Cette femme sur ces photos, c’est Yvonne, ou plutôt c’était Yvonne…
Yvonne que je n’aurais jamais rencontrée, si, la bonne aubaine, on ne m’avait proposé dans les années « 80 », une superbe chambre mansardée de 8 m2 avec vue sur la cour et toilettes sur le palier, dans le faubourg du Temple à Paris. J’allais et venais de chez moi à mes cours de théâtre, au cirque où je gagnais ma vie en présentant le spectacle et vivais une vie de jeune homme de 22 ans.
Elle, Yvonne avec ses 92 ans, passait le plus clair de son temps dans sa chambre à lire, à écrire, à écouter la radio, à préparer ses repas, mais surtout à rêver et à se réciter, pour la beauté du texte, et pour continuer à exercer sa mémoire, une tirade de Corneille, un poème de Rimbaud, si ce n’était une prière au bon Dieu. Car, toute croyante qu’elle était, elle avait depuis longtemps considéré que la maison de Dieu se trouve dans le cœur des hommes.

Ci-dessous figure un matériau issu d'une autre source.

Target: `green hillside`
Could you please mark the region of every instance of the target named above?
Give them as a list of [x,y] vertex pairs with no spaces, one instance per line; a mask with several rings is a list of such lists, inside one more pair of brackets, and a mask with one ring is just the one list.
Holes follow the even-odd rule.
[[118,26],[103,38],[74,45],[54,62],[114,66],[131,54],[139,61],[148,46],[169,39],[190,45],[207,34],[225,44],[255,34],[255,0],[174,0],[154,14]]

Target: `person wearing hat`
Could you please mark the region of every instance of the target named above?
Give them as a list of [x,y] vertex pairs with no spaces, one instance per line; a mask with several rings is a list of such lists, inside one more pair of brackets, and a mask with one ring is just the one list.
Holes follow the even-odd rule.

Sur ce point, il est vrai que la vie l’avait largement éprouvée, lui arrachant sa mère lors d’une opération de l’appendicite, puis quelques mois après son père qui, dans la force de l’âge, était fauché par un tramway. Et comble de l’horreur, son frère Pierre, qui était revenu de la guerre de 14, les poumons rongés par les gaz asphyxiants, et que durant deux ans elle avait soigné avec l’Amour qui n’évite pas la mort. Avec peut-être le même Amour dont elle aurait couvert celui qu’elle appelait son « promis », et qui, malgré son serment de retour, n’était devenu qu’un soldat inconnu, mort pour la France…

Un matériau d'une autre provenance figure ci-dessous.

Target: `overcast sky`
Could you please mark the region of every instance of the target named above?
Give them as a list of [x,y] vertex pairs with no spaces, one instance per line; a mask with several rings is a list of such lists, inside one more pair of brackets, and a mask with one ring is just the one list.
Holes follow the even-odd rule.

C’est dans ce couloir aux tomettes usées qu’elle empruntait plusieurs fois par jour pour se rendre à ce qu’elle appelait « La fontaine », et qui n’était autre qu’un point d’eau, qu’elle me proposa de venir prendre le thé chez elle. En entrant ce jour-là-là dans sa chambre, j’entrais pour toujours dans sa vie. Sa chambre de 6 m2 sans aucun confort, ni eau ni électricité, sa chambre avec un lit, une table, une chaise et une petite armoire, et le long d’un mur au-dessus du lit, une étagère bancale, surchargée de papiers et de boîtes : tout un passé, plié, enveloppé !!!
Dans cette chambre, où sur un camping-gaz chauffait l’eau pour le thé, auquel il était indispensable d’ajouter un croissant tartiné de rillettes, nous nous sommes parlé. Je lui ai parlé du théâtre, elle m’a parlé « des grands » qu’elle avait vus jouer. Je lui ai parlé de la vie, et plus précisément du mal de vivre, elle m’a dit : « La vie est l’école des âmes et l’âme est la substance de Dieu, impondérable, mais réelle, partout au sein de l’univers. C’est elle qui fait échec au démon de l’ordure. Il faut être petit avant d’être grand ».

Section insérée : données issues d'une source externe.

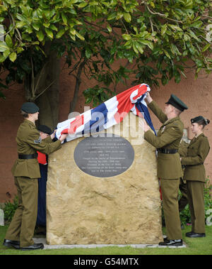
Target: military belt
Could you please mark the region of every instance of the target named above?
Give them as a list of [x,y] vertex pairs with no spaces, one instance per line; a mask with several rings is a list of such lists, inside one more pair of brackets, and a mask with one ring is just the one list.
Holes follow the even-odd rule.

L’amitié était née, il ne nous suffisait plus de parler, nous allions jusqu’à faire circuler un cahier de porte-à-porte sur lequel des écrits sur la mort, sur l'Amour, sur l'humilité, venaient s'intercaler entre les articles de journaux et les recettes de cuisine. Car, pour elle, manger rimait avec santé.